Я ненавижу тебя. Тебя и отраву, что ты принес, отраву, от которой ширится и без того огромная пропасть меж мной и моим мальчиком. И это не все; ведь сегодня он один боготворит тебя, а вскоре к тебе потянутся многие, сотни тех, кто слышит ваши песни. Но нет… нет, я не допущу. Вы чужаки, таковыми и останетесь. Посмотрим, что станет с твоим народом без вождя?
Мы не знаем войны, нечестивец, и почти не знаем оружия. Это ты принес сюда первый лук, первый топор и трубку, стреляющую дымом и сталью. Мы не скоро научимся делать подобное; мы никогда не видели в том нужды; нам хватало мечей и доспехов для фортовой стражи.

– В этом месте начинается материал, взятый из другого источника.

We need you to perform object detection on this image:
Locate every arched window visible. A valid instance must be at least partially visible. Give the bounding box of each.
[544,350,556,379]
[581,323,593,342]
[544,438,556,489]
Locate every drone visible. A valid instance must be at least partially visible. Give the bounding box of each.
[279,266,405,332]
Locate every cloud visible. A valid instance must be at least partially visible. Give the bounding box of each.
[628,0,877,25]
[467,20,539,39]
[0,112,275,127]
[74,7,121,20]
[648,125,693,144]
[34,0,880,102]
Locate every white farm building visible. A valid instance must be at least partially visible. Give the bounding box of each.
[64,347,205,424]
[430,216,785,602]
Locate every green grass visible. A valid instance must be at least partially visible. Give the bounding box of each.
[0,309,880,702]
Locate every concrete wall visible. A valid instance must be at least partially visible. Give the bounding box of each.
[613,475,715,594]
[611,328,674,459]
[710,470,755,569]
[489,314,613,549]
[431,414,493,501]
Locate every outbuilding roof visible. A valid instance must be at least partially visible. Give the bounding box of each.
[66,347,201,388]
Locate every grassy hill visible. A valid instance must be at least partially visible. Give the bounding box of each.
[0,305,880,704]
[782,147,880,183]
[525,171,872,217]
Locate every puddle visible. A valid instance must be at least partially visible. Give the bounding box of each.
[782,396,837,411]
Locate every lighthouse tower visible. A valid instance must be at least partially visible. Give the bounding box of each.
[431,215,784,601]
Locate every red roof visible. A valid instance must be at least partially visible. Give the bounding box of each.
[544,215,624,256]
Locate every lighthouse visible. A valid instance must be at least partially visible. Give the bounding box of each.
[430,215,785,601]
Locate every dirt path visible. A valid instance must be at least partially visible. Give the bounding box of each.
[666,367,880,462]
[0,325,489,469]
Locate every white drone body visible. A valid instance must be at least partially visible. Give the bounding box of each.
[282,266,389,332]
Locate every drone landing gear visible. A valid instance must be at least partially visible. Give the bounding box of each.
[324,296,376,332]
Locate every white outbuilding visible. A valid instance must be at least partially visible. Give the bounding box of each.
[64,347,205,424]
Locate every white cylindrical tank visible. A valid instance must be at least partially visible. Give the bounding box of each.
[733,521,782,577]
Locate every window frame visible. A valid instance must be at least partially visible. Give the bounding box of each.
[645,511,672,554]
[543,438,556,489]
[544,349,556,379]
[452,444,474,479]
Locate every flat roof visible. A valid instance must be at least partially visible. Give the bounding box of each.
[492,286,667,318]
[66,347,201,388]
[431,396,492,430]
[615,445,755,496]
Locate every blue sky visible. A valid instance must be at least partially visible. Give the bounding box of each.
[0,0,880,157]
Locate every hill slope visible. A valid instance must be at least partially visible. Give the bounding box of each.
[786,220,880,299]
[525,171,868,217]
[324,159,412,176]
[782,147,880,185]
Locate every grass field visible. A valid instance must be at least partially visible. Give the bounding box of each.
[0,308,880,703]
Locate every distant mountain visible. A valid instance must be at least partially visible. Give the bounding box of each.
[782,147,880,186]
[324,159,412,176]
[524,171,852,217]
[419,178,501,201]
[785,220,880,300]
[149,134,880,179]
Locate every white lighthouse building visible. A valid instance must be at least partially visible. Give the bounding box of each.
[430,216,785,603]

Но наши тайные умения тоже широки, а наш мир, мир, столь тепло вас принявший, на самом деле коварен.
Он при мне ― алый порошок. Пыльца черной орхидеи, самого красивого цветка наших краев. Она обжигает, даже если случайно коснуться лепестка; мы все носим ее с собой, чтобы отпугивать змей. Когда ты выпьешь пыльцу с вином, она разъест твое нутро, но никто не увидит этого. Сначала ты просто уснешь подле меня. Задремлешь под треск пламени, задремлешь, устав от плясок, не закричишь. Никто ничего не заподозрит, ведь вы так много знаете об острых стрелах и так мало об отраве, хотя сами ― отрава.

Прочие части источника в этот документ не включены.